Microsoft Chief Product Officer Panos Panay is leaving for Amazon after the company made budget and staff cuts, canceled products in his division, and discussed a reorganization in his unit.
Panay, a 20-year Microsoft veteran and creator of the company’s Surface line of laptops and tablets, left the company unexpectedly just days before he was set to unveil new Surface models at a Thursday event in New York.
Soon after Panay’s departure was announced, Bloomberg reported that Amazon had hired Panay to replace Dave Limp, the company’s retiring head of devices. Microsoft, Panay, and Amazon all declined to comment.
Insiders who have worked closely with Panay said he was dissatisfied with recent changes in the Windows + Devices division he ran and had long been rumored to be considering a move to Amazon. The insiders requested anonymity because they are not authorized to speak to the press, but their identities were revealed to Insider.
Panay was notably in charge of the team that developed the Surface hardware business during his nearly 20-year tenure at Microsoft. Panay was named Microsoft’s chief product officer in 2018 and put in charge of a new organization called Windows + Devices in 2020, which expanded to include the HoloLens mixed reality-hardware business in 2022.
According to insiders, Windows licensing and the unit’s hardware underperformed relative to the company’s financial projections, and Microsoft responded by drastically reducing Panay’s division.
According to insiders, the company has made significant cuts to simplify the Surface business that propelled Panay’s career, including canceling products such as the next generation of Surface headphones. According to the sources, the plan is to focus on Microsoft’s hits rather than the more experimental devices that the company funded during times of prosperity. Panay had recently discussed a potential reorganization that would broaden his remit through organizational additions, but Microsoft had not implemented them, according to two of the people.
Such changes are taking place throughout the company in support of Microsoft’s artificial intelligence ambitions, leaving many senior company leaders facing significant layoffs.

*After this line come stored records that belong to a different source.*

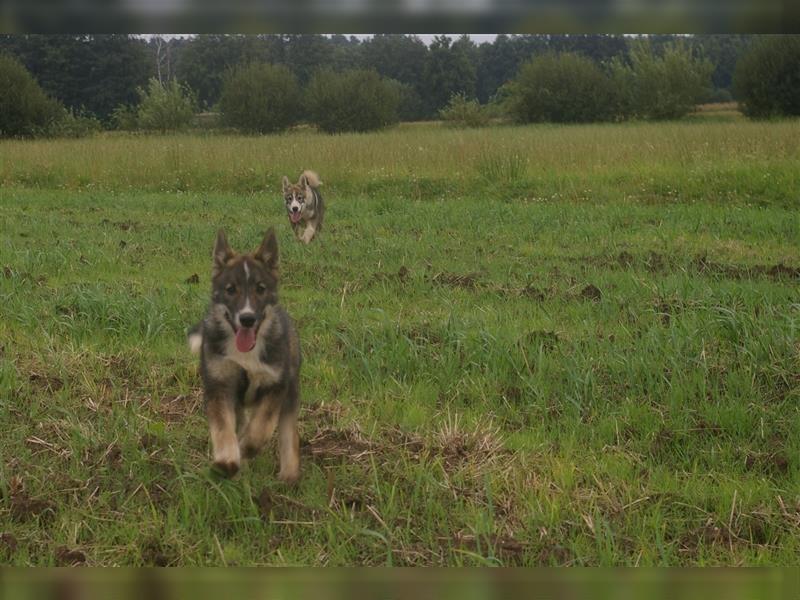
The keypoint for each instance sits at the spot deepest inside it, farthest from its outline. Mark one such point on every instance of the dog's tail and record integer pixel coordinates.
(312, 178)
(195, 338)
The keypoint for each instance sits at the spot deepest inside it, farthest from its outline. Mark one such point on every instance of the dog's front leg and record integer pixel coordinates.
(289, 447)
(222, 425)
(308, 234)
(261, 425)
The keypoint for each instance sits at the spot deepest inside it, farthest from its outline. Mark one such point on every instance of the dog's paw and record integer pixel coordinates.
(227, 468)
(250, 451)
(289, 477)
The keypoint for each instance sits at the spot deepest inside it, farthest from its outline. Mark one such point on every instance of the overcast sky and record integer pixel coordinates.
(425, 37)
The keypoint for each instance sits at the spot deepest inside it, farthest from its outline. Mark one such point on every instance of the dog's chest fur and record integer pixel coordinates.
(226, 366)
(259, 373)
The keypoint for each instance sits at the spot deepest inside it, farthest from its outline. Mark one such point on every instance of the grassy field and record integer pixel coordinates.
(574, 345)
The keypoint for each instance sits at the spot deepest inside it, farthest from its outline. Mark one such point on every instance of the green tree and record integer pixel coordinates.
(204, 60)
(260, 98)
(354, 100)
(401, 58)
(661, 87)
(25, 110)
(91, 73)
(464, 112)
(165, 106)
(767, 78)
(562, 88)
(449, 69)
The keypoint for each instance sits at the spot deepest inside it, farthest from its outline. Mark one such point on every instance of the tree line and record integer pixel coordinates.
(264, 83)
(97, 73)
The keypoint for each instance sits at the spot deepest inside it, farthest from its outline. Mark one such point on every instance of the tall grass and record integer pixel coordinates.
(599, 368)
(693, 159)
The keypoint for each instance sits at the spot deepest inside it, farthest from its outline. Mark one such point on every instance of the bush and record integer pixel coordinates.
(720, 96)
(562, 88)
(354, 100)
(461, 112)
(75, 125)
(124, 117)
(767, 79)
(260, 98)
(25, 110)
(165, 107)
(660, 87)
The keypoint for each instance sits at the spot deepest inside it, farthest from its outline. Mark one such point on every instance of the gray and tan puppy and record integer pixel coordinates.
(304, 205)
(249, 360)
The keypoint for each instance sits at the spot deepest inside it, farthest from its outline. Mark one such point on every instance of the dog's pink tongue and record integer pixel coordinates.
(245, 339)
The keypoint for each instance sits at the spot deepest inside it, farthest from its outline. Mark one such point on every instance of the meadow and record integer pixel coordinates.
(539, 345)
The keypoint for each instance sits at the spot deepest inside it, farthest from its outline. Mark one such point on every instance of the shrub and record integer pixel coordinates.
(561, 88)
(767, 78)
(165, 107)
(659, 87)
(124, 117)
(25, 110)
(260, 98)
(720, 96)
(75, 125)
(461, 112)
(354, 100)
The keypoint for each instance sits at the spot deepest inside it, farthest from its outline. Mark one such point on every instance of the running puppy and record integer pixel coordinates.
(249, 360)
(304, 205)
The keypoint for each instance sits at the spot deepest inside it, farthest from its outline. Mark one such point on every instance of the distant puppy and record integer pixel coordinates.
(304, 205)
(249, 359)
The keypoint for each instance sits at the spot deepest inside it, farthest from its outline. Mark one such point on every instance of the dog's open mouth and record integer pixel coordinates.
(245, 339)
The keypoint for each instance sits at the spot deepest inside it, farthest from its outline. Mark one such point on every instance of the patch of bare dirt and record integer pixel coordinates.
(155, 554)
(8, 542)
(25, 508)
(768, 463)
(467, 281)
(591, 292)
(777, 271)
(332, 444)
(69, 558)
(505, 547)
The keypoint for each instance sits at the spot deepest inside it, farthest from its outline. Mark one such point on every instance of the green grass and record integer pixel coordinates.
(522, 346)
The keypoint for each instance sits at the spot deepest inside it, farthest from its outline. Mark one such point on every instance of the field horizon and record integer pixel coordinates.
(523, 345)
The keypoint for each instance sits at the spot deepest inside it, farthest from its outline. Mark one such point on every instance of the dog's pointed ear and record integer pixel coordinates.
(222, 253)
(268, 250)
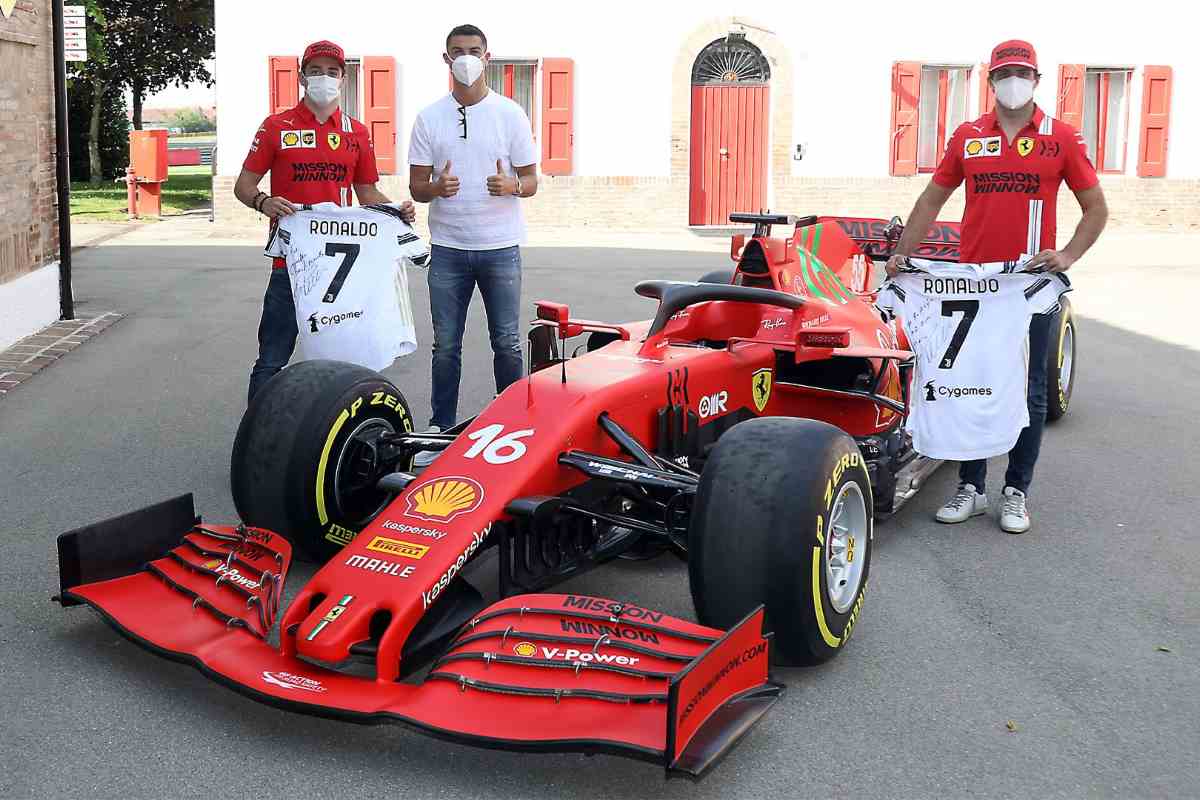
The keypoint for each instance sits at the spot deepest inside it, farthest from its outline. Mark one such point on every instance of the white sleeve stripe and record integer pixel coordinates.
(1033, 234)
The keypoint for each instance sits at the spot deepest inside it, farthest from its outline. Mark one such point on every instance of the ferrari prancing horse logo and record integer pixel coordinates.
(760, 388)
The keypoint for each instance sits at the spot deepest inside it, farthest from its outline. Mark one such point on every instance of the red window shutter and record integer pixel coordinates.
(905, 102)
(1071, 95)
(283, 79)
(987, 96)
(557, 125)
(1156, 110)
(379, 108)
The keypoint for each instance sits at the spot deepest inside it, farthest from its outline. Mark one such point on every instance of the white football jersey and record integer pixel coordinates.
(348, 281)
(969, 328)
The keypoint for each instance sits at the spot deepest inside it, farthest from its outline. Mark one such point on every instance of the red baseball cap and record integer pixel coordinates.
(323, 48)
(1014, 53)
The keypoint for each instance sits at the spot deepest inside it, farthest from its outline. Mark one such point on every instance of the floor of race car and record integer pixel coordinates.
(1083, 635)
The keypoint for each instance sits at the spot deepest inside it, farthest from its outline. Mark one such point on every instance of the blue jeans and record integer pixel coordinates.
(1024, 453)
(276, 331)
(453, 278)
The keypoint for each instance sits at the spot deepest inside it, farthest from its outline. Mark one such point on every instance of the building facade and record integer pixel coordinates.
(648, 116)
(29, 233)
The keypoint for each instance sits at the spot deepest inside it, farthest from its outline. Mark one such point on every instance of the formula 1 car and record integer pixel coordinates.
(754, 427)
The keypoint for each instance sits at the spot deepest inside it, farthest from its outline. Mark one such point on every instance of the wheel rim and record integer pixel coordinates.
(359, 501)
(846, 542)
(1068, 359)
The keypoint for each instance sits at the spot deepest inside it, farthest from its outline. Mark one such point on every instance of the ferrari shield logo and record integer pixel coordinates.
(760, 388)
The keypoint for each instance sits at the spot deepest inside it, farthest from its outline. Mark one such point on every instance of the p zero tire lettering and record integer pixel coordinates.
(349, 254)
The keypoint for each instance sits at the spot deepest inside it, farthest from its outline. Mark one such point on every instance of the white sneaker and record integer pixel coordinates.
(965, 504)
(1014, 517)
(425, 457)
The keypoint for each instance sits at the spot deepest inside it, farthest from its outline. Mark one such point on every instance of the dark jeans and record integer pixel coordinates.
(276, 331)
(453, 278)
(1024, 453)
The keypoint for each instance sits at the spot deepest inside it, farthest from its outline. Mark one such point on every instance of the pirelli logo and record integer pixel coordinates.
(396, 547)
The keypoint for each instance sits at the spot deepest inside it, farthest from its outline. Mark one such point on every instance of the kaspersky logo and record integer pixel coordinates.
(316, 322)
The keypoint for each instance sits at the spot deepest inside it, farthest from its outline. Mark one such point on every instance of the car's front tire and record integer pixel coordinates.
(783, 518)
(1061, 360)
(301, 459)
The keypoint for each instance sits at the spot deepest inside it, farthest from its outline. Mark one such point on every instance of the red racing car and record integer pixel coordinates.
(754, 427)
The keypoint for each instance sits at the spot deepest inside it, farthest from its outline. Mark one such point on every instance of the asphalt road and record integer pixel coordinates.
(1085, 633)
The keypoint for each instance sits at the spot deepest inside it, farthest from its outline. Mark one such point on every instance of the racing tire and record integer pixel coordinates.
(762, 533)
(1061, 360)
(718, 276)
(301, 445)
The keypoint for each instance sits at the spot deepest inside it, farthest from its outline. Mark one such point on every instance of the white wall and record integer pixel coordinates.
(624, 53)
(29, 302)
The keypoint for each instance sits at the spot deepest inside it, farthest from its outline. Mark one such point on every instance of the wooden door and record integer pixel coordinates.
(729, 151)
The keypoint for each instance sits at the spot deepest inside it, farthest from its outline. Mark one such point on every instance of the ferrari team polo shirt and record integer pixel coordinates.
(1013, 187)
(312, 162)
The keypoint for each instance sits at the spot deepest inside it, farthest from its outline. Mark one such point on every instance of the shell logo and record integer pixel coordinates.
(445, 498)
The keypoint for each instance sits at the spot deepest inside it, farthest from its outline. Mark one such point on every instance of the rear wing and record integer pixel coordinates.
(877, 238)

Insiders say Panay was a demanding leader at Microsoft who demanded “white glove service” on everything, referring to a premium experience with extra care and attention to detail. Panay was “really exacting on wanting the end-to-end experience to be beautiful and having high standards,” according to one person who worked closely with Panay for years. “He was a bit of a diva,” said another.
While demanding, Panay was also well-liked at Microsoft and had a team with reports who had been with him for more than a decade, which is usually a good indicator of an executive’s management style but is more common at Microsoft where employees have long tenures.

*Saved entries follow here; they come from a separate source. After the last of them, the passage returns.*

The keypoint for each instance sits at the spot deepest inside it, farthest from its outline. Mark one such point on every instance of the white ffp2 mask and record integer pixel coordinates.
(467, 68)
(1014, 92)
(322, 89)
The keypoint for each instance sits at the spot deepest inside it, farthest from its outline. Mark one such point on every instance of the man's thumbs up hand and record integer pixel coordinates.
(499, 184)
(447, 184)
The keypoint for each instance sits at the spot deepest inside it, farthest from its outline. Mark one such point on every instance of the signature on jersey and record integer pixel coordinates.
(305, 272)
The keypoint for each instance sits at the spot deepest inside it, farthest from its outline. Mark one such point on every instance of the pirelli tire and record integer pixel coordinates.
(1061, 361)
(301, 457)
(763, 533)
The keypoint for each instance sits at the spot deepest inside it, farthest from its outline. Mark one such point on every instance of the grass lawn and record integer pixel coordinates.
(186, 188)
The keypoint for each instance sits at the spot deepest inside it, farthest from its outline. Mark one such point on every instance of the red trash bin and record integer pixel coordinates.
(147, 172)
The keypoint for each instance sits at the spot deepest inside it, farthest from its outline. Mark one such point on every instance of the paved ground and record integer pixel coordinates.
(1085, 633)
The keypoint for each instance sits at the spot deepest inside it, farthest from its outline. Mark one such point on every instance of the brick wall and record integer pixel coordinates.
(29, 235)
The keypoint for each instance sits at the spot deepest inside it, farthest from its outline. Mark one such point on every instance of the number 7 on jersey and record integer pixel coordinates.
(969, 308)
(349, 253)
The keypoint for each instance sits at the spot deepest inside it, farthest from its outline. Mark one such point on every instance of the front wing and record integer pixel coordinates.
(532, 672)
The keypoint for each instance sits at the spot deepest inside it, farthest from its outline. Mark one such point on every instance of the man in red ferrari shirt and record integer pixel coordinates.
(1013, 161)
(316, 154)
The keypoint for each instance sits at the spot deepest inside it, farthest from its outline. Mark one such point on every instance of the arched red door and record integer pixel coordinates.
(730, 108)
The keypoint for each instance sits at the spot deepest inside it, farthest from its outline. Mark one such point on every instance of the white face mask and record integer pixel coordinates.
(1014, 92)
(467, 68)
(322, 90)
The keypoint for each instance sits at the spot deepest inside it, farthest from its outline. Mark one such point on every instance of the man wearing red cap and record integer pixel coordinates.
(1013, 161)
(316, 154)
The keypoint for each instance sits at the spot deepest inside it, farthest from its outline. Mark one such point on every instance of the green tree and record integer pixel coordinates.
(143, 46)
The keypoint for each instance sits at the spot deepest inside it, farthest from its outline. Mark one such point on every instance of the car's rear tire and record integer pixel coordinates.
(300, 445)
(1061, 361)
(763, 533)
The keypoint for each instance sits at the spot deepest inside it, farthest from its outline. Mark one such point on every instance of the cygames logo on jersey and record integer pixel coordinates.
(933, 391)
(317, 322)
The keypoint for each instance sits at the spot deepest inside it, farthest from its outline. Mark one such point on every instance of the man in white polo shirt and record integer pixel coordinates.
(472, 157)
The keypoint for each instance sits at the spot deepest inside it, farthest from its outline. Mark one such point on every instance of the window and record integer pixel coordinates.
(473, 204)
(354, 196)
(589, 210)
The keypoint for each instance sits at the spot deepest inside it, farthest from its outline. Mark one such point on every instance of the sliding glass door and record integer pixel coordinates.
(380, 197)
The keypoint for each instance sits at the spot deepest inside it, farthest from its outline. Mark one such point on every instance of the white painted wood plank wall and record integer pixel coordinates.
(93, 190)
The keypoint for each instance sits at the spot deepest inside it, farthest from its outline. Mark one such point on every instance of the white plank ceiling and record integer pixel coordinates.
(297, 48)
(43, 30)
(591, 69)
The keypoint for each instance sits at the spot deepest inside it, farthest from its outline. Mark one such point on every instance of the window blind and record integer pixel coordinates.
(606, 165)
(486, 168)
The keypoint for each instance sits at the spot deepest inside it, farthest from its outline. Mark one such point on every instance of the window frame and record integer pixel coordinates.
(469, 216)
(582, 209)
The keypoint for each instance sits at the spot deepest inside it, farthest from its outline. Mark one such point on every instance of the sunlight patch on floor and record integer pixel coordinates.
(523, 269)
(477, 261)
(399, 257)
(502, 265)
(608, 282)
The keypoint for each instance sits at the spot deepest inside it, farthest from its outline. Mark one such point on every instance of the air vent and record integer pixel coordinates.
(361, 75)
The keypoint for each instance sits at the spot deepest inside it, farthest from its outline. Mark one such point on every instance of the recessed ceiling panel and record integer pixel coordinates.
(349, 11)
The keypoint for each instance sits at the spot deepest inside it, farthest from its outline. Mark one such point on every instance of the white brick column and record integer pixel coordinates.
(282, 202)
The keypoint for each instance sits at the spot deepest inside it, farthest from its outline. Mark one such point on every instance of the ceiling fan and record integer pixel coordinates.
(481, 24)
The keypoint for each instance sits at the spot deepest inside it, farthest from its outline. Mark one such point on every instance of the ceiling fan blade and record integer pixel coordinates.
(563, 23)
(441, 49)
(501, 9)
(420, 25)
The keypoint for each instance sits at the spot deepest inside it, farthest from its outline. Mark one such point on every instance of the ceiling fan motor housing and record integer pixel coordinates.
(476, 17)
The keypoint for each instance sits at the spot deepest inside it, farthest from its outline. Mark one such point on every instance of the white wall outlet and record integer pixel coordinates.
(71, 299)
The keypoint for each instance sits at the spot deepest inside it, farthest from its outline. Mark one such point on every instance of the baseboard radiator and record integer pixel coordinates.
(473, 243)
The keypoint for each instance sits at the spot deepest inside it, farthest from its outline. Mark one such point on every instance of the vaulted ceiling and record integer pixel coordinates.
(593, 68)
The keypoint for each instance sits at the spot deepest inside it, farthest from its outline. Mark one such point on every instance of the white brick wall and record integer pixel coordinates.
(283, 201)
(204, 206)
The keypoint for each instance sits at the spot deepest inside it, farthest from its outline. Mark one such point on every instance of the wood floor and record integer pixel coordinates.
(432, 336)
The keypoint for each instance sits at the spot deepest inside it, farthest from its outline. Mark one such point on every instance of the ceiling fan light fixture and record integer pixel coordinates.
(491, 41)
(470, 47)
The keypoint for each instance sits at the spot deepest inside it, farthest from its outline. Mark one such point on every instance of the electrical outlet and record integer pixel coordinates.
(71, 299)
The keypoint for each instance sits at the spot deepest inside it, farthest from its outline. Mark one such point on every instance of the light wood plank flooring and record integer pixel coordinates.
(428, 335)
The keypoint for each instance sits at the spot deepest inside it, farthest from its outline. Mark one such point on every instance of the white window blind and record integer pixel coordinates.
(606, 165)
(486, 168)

While it may come as a surprise to some, Panay’s move to Amazon is understandable given his passion for consumer goods, according to sources. Surface has been successful in comparison to many of Microsoft’s consumer hardware products, but it still competes in a vastly different PC market.
Amazon has a larger number of popular consumer devices on the market, such as its Kindle reading tablet, smart home devices with Alexa voice assistant, and smart cameras such as Blink.

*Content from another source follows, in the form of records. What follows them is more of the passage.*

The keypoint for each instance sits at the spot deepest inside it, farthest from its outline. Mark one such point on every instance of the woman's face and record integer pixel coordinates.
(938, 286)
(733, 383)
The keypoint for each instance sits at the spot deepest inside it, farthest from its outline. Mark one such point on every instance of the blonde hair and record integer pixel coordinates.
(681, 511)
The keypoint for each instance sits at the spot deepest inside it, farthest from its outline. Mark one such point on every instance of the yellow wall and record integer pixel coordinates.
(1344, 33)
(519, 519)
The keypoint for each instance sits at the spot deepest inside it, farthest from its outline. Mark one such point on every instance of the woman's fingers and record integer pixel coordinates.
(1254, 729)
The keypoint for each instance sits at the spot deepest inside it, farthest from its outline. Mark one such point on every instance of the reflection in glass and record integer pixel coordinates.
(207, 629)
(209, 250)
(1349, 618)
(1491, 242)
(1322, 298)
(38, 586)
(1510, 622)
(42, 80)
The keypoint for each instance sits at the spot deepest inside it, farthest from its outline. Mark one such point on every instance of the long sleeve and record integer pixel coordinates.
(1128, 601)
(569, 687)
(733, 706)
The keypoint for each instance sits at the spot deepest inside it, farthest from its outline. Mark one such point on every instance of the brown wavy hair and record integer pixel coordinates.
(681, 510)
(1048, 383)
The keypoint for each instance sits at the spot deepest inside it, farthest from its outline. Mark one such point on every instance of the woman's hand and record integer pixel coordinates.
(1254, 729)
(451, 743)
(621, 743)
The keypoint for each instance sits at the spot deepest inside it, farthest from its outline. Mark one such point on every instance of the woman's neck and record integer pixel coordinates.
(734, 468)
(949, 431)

Still, Amazon’s devices division has had its own recent struggles, and it’s unclear how Panay will fit in, according to sources. “Devices at Amazon is a slog, and they won’t accommodate him as Microsoft did,” one of the sources said.
Amazon gutted its Alexa division late last year, according to an insider, and Reuters just reported that recent cuts have resulted in a weakened development pipeline. Amazon spokesperson Kristy Schmidt declined to comment on Panay’s departure, but stated that the company is optimistic about its hardware product roadmap.
Panay’s departure from Microsoft is the largest between the two companies since Charlie Bell, a cofounder of Amazon’s cloud business, joined Microsoft in 2021.
Panay is a member of Microsoft’s senior leadership team and was promoted to executive vice president in 2021, but according to a recent organizational chart viewed by Insider, he still reports to another EVP, Rajesh Jha, rather than CEO Satya Nadella. That, however, was not unusual. At least two members of Microsoft’s SLT continue to report to executives other than Nadella.
Limp, the Amazon executive Panay is expected to succeed, is on the company’s senior leadership “S-team,” but it’s unclear whether Panay will join that high-level team, as new hires are rarely added to it right away.